As research for something I’m writing, I recently re-read Aldous Huxley’s book The Devils of Loudun (1952), which is a very thorough, sardonic account of the 1630s outbreak of mass nymphomaniac diabolical hysteria instigated by a bunch of “possessed” nuns to get back at an unpopular local clergyman. I hate it when that happens. Nowadays the book is primarily known as the source material for Ken Russell’s salacious 1970s nunsploitation version with Oliver Reed, The Devils. Why this pertains to what I’m writing is not important to relate right now, but among the excellent background material about France in the 17th century is the following section about the general filthiness of things:
“The most grotesque of avoidable mishaps would mar the most solemn occasions. Consider, for example, the case of La Grande Mademoiselle*, that pathetic figure of fun who was Louis XIV’s first cousin. After death, according to the curious custom of the time, her body was dissected and buried piecemeal– here the head and there a limb or two, here the heart and there the entrails. These last were so badly embalmed that, even after treatment, they went on fermenting. The gases of putrefaction accumulated and the porphyry urn containing the viscera became a kind of anatomic bomb, which suddenly exploded, in the middle of the funeral service, to the horror and dismay of all present.”
* Anne Marie Louise d’Orléans, Duchess of Montpensier (1627-1693) wrote a self-pitying memoir (with appalling grammar and spelling) in which she complained that being rich didn’t make her happy. When she died childless and unmarried she left one of the largest inheritances of any woman in recorded history.
“Such physiological accidents were by no means exclusively posthumous. The authors of memoirs and the collectors of anecdotes abound in stories about belching in high places, about the breaking of wind in the royal presence, about the gamy aroma of kings, the bromidrosis of dukes and marshals. Henri IV’s feet and armpits enjoyed an international reputation… The copiousness of these anecdotes and the delighted amusement, which the telling of them evidently evoked, were in direct proportion to the enormity of kingly and aristocratic pretensions.”
(Note: Cardinal Richelieu/Armand Jean du Plessis was the power behind the French throne from the 1620s until his death in 1642, a hugely powerful, influential clergyman and statesman, a major patron of the arts, and the founder of the Académie Française.)
“Identifying himself with a persona which was simultaneously princely, sacerdotal, political and literary, Cardinal Richelieu comported himself as though he were a demi-god. But the wretched man had to play his part in a body which disease had rendered so repulsive that there were times when people could hardly bear to sit in the same room as him.

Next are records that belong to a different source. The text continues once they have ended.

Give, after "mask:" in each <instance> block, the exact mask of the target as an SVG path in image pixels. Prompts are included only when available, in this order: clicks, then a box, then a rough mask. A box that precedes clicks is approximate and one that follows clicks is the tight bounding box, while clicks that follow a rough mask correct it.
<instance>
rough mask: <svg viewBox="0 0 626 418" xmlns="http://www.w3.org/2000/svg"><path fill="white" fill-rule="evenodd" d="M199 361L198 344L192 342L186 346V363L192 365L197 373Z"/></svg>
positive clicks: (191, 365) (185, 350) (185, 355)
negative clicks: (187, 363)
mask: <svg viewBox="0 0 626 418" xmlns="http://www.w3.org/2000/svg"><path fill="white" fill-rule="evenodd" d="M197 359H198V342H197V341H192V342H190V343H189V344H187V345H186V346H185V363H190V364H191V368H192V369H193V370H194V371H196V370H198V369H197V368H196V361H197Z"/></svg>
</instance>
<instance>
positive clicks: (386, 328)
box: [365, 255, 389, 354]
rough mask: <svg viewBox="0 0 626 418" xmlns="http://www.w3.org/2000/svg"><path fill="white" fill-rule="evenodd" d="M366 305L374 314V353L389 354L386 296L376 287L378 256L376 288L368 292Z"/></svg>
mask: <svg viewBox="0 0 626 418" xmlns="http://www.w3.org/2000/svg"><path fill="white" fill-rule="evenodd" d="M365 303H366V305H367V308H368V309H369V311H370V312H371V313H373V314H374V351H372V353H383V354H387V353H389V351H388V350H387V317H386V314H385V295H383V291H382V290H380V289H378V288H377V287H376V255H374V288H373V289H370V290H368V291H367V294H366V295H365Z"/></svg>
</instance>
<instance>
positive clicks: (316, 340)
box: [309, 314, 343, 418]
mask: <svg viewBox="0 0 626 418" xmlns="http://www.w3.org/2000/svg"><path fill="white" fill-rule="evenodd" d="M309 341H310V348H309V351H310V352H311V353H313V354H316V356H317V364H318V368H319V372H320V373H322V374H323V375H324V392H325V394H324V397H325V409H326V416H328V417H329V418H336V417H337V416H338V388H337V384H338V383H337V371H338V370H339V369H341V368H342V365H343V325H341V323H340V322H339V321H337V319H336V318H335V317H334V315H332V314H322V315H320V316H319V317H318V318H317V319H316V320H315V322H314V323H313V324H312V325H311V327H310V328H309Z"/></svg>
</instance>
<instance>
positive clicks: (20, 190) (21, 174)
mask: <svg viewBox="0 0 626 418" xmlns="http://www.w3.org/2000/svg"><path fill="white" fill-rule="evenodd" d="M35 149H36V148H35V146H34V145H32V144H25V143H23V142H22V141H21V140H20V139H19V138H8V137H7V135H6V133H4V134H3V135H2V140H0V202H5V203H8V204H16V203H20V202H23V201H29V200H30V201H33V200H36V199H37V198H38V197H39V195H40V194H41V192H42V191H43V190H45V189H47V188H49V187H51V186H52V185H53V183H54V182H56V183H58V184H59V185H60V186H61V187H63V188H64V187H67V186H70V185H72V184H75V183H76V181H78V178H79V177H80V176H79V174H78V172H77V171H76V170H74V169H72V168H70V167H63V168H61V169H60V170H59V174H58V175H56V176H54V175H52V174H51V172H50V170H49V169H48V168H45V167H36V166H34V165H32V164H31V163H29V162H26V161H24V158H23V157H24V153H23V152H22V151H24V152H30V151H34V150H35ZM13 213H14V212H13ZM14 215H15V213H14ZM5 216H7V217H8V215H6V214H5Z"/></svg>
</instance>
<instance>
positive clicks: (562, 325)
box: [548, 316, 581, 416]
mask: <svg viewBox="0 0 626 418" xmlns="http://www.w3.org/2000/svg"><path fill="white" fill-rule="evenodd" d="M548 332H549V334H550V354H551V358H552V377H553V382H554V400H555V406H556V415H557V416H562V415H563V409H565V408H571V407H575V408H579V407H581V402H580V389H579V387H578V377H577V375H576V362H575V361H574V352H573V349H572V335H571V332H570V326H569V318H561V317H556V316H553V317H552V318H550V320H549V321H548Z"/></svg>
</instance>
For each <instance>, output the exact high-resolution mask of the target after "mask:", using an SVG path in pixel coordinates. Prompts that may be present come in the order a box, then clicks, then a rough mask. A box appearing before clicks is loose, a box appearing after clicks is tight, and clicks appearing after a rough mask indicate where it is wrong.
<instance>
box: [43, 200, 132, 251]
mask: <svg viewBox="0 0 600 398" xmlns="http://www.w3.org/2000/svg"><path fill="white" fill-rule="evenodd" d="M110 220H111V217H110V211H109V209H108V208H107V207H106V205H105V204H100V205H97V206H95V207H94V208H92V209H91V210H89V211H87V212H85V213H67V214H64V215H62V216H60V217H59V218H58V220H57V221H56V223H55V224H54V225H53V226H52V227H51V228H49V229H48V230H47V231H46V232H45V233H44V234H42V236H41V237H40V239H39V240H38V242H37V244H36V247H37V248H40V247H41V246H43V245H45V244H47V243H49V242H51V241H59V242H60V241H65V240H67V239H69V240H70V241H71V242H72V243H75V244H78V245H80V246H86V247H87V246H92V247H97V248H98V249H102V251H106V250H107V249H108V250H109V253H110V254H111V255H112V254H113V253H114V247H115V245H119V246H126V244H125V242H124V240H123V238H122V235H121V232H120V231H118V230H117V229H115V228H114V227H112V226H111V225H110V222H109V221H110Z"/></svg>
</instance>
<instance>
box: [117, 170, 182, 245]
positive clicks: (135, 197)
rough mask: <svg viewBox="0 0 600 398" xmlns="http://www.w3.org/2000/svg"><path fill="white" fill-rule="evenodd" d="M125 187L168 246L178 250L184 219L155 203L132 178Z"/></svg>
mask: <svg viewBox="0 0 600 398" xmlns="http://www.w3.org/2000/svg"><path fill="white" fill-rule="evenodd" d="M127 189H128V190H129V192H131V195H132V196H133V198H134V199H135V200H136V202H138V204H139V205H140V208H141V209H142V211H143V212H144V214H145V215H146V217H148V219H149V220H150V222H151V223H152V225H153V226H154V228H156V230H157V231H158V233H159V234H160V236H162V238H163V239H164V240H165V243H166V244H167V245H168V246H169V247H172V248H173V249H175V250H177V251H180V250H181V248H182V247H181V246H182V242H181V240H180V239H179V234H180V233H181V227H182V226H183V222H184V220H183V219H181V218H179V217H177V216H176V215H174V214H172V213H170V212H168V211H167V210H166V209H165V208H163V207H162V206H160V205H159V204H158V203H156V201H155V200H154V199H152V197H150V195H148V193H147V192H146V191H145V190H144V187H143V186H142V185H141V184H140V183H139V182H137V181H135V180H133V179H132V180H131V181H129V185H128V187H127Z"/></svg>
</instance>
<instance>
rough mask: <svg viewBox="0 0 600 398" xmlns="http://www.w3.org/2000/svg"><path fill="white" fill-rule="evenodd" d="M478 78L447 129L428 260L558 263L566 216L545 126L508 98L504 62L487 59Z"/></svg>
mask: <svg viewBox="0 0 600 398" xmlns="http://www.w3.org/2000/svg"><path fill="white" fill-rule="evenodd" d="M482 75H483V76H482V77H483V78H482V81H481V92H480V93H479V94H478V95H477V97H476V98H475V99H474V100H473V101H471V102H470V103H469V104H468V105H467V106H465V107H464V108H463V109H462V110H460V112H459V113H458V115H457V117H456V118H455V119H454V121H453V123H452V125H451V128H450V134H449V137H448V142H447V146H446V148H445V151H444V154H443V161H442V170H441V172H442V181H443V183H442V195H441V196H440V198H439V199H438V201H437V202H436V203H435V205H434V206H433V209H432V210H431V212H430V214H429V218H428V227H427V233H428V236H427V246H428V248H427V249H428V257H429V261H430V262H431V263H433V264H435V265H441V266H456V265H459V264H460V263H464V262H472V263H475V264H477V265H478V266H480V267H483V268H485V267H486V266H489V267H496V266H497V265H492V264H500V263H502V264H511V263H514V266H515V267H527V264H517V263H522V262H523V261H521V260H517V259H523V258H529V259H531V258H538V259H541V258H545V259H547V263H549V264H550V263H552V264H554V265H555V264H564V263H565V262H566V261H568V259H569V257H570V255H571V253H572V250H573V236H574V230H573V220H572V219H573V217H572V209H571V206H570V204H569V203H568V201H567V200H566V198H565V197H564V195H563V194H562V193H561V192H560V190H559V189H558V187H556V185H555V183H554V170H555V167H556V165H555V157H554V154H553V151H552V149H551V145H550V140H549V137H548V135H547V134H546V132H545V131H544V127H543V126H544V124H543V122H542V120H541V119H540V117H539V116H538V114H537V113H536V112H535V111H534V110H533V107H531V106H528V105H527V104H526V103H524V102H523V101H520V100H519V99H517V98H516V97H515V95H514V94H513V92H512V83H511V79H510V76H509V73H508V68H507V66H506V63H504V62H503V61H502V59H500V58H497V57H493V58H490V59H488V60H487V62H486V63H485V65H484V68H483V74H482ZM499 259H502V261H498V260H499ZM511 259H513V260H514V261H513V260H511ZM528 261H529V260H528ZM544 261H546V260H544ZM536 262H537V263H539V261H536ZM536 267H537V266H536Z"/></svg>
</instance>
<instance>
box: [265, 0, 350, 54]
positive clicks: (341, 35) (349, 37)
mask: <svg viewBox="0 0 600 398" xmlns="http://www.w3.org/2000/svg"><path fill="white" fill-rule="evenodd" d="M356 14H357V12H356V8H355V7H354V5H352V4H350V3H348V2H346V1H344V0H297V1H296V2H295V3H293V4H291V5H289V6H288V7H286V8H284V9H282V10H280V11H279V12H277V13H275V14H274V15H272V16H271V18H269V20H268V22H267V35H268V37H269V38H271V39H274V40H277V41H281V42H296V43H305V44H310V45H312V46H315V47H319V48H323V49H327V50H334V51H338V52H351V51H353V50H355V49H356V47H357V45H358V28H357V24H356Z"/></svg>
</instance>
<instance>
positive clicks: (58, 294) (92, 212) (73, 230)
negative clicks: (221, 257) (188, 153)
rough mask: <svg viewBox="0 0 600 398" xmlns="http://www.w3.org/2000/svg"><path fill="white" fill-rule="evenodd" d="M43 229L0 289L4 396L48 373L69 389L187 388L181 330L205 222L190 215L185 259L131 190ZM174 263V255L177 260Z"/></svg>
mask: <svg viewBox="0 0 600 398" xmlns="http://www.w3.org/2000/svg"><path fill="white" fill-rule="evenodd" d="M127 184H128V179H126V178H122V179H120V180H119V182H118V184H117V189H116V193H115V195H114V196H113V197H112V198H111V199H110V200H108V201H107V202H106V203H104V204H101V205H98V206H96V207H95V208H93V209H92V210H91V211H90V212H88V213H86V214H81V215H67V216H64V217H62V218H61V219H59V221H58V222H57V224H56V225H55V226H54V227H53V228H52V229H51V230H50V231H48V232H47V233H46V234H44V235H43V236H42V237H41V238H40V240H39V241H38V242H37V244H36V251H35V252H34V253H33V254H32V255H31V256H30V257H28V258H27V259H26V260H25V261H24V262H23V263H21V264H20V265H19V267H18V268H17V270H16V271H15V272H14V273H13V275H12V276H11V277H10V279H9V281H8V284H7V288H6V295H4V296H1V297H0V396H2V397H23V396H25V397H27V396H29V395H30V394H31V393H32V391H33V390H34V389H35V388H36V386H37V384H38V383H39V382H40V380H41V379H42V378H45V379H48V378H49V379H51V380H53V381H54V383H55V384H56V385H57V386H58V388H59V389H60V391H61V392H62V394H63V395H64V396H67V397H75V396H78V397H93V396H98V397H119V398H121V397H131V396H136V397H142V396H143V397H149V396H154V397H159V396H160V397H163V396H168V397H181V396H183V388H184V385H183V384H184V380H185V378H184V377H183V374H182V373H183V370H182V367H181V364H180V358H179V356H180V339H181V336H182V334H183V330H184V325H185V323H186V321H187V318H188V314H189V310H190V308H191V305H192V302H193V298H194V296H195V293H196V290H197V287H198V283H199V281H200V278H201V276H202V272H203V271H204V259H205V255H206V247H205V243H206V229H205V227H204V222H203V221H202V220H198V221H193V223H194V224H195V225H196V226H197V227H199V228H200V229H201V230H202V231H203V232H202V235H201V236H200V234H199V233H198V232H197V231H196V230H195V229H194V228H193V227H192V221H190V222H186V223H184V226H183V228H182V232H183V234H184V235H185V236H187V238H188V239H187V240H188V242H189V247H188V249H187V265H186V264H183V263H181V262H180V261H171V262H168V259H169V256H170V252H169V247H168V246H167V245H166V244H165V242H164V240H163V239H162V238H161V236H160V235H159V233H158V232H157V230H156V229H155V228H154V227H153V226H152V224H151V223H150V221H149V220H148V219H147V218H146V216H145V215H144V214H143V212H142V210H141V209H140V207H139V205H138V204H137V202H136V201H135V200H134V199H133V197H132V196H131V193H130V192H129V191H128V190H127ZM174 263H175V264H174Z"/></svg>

He suffered from tubercular osteitis of his right arm and a fissure of the fundament, and was thus forced to live in the foetid atmosphere of his own suppuration. Musk and civet disguised but could not abolish this carrion odour of decay. Richelieu could never escape from the humiliating knowledge that he was an object, to all around him, of physical abhorrence…”
(Huxley here mentions that Richelieu, either despite or because of his power, was a popular figure of fun. Lewd, scatalogical songs and poems about his horrible anus circulated widely.)
“Hubris invites its corresponding Nemesis. That dreadful stench, those worms battening on the living corpse, seemed poetically just and appropriate. During the Cardinal’s last hours, when the relics had failed to work and the doctors had given him up, an old peasant woman, who had a reputation as a healer, was called to the great man’s bedside. Muttering spells, she administered her panacea– four ounces of horse-dung macerated in a pint of white wine. It was with the taste of excrement in his mouth that the arbiter of Europe’s destinies gave up the ghost.”
Lovely new cocktail idea, there. The Richelieu. You’re welcome.